そう思いながらも……正直、びっくりしたし怖かった。

本当、よかった。


パーティーの雰囲気も元通りになって、よかった。


「美都ちゃん」

「あ、遥希くん!ありがとう、遥希くんのおかげだよ」

「いやいや、たまたま怪しい行動してたから撮ってただけだよ」


にっこり微笑んだ遥希くん。


学園では今まで通り接していたから、久しぶりではない笑顔だけど……なんだか、心温まった。


「……おい、それ以上美都に近寄るな消すぞ」

「うわ、無いわ。美都ちゃん、そんなヤツ嫌になったらいつでも空いてるからね。
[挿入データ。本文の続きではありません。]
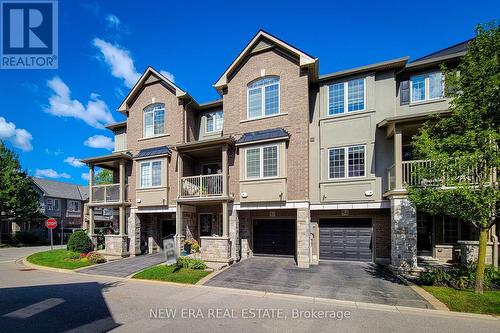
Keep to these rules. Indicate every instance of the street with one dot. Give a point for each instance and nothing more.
(34, 300)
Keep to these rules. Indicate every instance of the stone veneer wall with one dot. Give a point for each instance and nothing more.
(403, 234)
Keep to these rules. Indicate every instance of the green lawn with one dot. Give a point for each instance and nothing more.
(172, 274)
(466, 300)
(57, 259)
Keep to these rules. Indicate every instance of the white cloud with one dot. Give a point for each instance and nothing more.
(50, 173)
(95, 113)
(122, 65)
(20, 138)
(113, 21)
(73, 161)
(168, 75)
(100, 141)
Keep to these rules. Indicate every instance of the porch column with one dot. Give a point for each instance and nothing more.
(403, 234)
(225, 220)
(224, 172)
(398, 158)
(122, 181)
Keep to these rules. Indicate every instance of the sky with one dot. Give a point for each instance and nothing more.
(54, 118)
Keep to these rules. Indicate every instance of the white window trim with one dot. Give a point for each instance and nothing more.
(346, 98)
(261, 162)
(206, 121)
(263, 99)
(161, 174)
(144, 121)
(346, 162)
(426, 88)
(78, 205)
(53, 200)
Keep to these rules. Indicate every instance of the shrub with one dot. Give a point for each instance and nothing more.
(185, 262)
(79, 242)
(95, 258)
(26, 237)
(459, 277)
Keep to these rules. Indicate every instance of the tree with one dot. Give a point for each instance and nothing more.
(463, 146)
(18, 200)
(103, 177)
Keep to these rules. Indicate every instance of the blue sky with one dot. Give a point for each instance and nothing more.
(52, 118)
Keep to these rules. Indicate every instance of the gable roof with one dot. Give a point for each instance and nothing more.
(145, 78)
(304, 58)
(57, 189)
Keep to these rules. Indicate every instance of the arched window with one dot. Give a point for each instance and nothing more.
(154, 120)
(264, 97)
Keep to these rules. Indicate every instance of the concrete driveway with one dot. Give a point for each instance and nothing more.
(351, 281)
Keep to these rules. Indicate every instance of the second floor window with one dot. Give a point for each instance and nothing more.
(264, 97)
(73, 206)
(426, 87)
(346, 162)
(214, 121)
(151, 174)
(154, 120)
(262, 162)
(53, 204)
(340, 102)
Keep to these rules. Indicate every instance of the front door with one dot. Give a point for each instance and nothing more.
(206, 225)
(424, 234)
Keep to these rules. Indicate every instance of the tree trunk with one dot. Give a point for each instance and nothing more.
(481, 258)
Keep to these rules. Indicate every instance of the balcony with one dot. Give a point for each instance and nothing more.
(202, 186)
(106, 193)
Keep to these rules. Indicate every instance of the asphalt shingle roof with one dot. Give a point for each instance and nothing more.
(268, 134)
(154, 152)
(57, 189)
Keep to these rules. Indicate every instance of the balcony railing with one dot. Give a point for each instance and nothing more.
(106, 193)
(201, 186)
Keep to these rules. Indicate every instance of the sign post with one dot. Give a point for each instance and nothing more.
(51, 224)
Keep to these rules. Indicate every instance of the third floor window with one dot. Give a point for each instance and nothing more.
(346, 96)
(154, 120)
(426, 87)
(263, 97)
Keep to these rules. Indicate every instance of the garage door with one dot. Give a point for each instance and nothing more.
(274, 237)
(345, 239)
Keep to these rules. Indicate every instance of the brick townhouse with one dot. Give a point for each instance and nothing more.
(287, 162)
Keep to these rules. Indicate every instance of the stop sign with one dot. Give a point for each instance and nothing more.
(51, 223)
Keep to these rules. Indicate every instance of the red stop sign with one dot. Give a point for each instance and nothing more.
(51, 223)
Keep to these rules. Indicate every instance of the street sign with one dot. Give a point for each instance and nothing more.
(51, 223)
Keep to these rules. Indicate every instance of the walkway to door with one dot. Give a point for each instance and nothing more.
(125, 267)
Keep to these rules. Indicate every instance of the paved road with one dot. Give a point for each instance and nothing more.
(43, 301)
(350, 281)
(125, 267)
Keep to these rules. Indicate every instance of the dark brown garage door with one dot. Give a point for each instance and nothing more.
(345, 239)
(274, 237)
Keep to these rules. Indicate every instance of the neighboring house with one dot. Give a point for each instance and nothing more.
(59, 200)
(286, 162)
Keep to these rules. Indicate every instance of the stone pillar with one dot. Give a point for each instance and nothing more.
(134, 232)
(233, 225)
(403, 234)
(302, 244)
(398, 158)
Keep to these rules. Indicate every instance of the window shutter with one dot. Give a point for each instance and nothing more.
(404, 92)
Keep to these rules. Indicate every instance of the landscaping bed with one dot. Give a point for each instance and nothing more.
(467, 300)
(186, 270)
(61, 258)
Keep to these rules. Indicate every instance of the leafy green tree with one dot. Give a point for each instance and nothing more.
(18, 200)
(103, 177)
(463, 146)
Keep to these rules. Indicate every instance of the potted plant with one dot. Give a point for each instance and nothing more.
(187, 246)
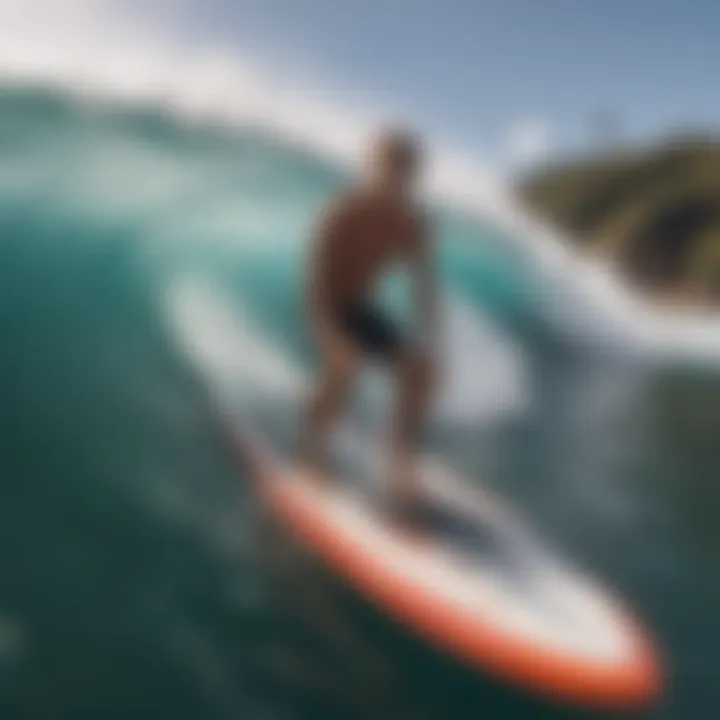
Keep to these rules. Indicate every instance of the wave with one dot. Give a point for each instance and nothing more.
(211, 88)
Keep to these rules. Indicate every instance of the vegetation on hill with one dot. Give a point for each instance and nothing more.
(653, 211)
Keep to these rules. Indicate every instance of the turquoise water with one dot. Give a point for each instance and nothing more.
(138, 578)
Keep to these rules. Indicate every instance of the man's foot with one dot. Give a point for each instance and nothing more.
(406, 505)
(316, 472)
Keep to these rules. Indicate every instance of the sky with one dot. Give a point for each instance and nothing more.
(511, 82)
(511, 79)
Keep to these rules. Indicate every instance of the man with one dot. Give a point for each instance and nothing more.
(363, 234)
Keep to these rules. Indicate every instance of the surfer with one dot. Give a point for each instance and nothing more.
(363, 233)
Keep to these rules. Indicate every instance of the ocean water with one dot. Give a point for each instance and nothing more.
(150, 270)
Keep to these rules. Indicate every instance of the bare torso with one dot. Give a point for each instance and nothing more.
(361, 237)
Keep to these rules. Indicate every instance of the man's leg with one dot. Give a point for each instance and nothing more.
(416, 381)
(340, 364)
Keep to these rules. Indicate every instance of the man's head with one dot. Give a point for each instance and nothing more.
(396, 159)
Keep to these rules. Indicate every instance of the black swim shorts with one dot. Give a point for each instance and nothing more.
(374, 333)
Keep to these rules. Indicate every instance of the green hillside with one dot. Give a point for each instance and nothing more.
(654, 211)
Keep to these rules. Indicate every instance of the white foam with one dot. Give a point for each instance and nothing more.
(484, 378)
(89, 46)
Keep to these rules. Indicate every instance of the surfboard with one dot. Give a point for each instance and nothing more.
(475, 582)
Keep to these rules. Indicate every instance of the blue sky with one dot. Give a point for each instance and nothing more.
(507, 78)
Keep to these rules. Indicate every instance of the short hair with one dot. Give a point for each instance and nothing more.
(398, 144)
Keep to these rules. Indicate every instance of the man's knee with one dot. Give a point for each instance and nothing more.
(418, 372)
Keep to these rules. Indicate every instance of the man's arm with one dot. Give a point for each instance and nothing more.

アイツとも婚約破棄になったし」


アイツ、婚約破棄といえば……美波さんだろうか。


「そ、そうなんだ……。あ、ありがとうね、お気遣い」

「ううん、本心だよ。じゃあね」


にこっと微笑んで手を振って、歩いて行ってしまった遥希くん。


その先には、あの幼い女の子がいた。

ん……?さっきは動揺で気づかなかったけど、もしかして遥希くんの妹さんだったのかな!?